Re: Volitional Morality and Action Judgement

From: Jef Allbright (jef@jefallbright.net)
Date: Sun May 23 2004 - 21:39:36 MDT


Eliezer Yudkowsky wrote:

> Eliezer Yudkowsky wrote:
>
>>
>> I am not saying that you will end up being stuck at your current
>> level forever. I am saying that if you tried self-improvement
>> without having an FAI around to veto your eager plans, you'd go
>> splat. You shall write down your wishlist and lo the FAI shall say:
>> "No, no, no, no, no, no, yes, no, no, no, no, no, no, no, no, no,
>> yes, no, no, no, no, no." And yea you shall say: "Why?" And the
>> FAI shall say: "Because."
>>
>> Someday you will be grown enough to take direct control of your own
>> source code, when you are ready to dance with Nature pressing her
>> knife directly against your throat. Today I don't think that most
>> transhumanists even realize the knife is there. "Of course there'll
>> be dangers," they say, "but no one will actually get hurt or
>> anything; I wanna be a catgirl."
>
>
> Just in case it is not clear, I do not think I am grown enough to mess
> with my own source code. At best I am grown enough to be scared away
> in my own right, not just because an FAI tells me it would be a bad idea.
>
Those who attend to transhumanist discussion lists are conversant with
ideas of radical morphological change, super-intelligences, and the
whole spectrum of possible worlds explored almost exclusively within the
Sci-Fi literature and discussion groups such as this one. We tend to be
young, smart, and therefore arrogant to an extent that is appreciated
only with increasing life experience. Although we can't know what we
don't know, we are smart enough to recognize this heuristic and use it
to temper some of our speculation in the domain of the near-term here
and now.

What I think is under-represented in these groups is an effective level
of awareness and appreciation of human nature on the broader scale.
Humans are diverse, creative, and driven to improve their conditions.
Humans, within their cultural matrix, comprise the most intelligent
system we know of. This intelligent system even has built-in human
values at its core!

Unfortunately, this intelligent system today suffers from a scaling
problem; the processes that worked well enough at the level of the tribe
and village are not effective at the world global scale and humans are
at risk of failing due to a lack of global scale "management"
(perception, control and feedback) of their vital processes.

Fortunately, the necessary tools are becoming available at the time when
they are most needed. Global communications and knowledge sharing are
increasing rapidly while the economy is evolving to become completely
global -- the system is evolving beyond the human scale and humans are
taking on the role of functional components. And yes, along with this
ongoing process of growth and adaptation comes some measure of pain,
visible in terms of human suffering.

The point here is that we humans are truly and effectively part of a
larger system, and it is to our benefit to see this clearly and use this
knowledge to guide our choices. Working with the larger system means
taking actions that make the system function more effectively.

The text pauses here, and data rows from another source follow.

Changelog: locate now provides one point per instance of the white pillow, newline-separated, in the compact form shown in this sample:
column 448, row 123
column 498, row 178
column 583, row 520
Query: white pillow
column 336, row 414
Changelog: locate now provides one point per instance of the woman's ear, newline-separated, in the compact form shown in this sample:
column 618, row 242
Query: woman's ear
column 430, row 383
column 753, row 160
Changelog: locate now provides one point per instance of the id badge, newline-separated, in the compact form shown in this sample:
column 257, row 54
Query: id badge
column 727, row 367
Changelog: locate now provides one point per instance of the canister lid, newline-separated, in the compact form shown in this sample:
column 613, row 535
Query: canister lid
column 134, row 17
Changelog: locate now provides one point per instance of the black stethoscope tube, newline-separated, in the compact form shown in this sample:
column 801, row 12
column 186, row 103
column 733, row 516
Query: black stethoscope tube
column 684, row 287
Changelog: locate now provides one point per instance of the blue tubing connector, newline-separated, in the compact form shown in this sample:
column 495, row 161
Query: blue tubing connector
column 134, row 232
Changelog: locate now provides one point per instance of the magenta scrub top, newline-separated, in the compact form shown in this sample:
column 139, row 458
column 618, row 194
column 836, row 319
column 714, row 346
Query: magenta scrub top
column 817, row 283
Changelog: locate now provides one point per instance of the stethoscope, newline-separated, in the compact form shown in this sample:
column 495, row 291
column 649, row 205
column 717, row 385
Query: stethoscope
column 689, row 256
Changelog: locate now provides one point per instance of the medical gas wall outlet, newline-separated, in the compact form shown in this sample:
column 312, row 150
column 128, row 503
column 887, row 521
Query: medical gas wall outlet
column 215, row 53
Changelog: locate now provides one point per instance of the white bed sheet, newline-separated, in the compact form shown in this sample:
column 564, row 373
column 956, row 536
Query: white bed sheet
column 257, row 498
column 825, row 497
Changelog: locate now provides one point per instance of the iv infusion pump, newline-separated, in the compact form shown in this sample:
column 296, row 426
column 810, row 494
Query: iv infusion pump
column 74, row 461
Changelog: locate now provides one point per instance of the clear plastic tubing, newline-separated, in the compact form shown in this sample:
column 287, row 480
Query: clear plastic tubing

What is
qualitatively different about this stage of evolutionary development is
that the cells of the organism can now predict and plan, not just
respond, to the needs of the larger organism of which they are a part
and on which they depend for their survival and well-being.

A systems design engineering approach can be effective here and requires
knowledge of the materials and operating environment (currently humans
and their ecosystem and culture) and also requires implementation of
effective sensing, control, and feedback processes as mentioned earlier.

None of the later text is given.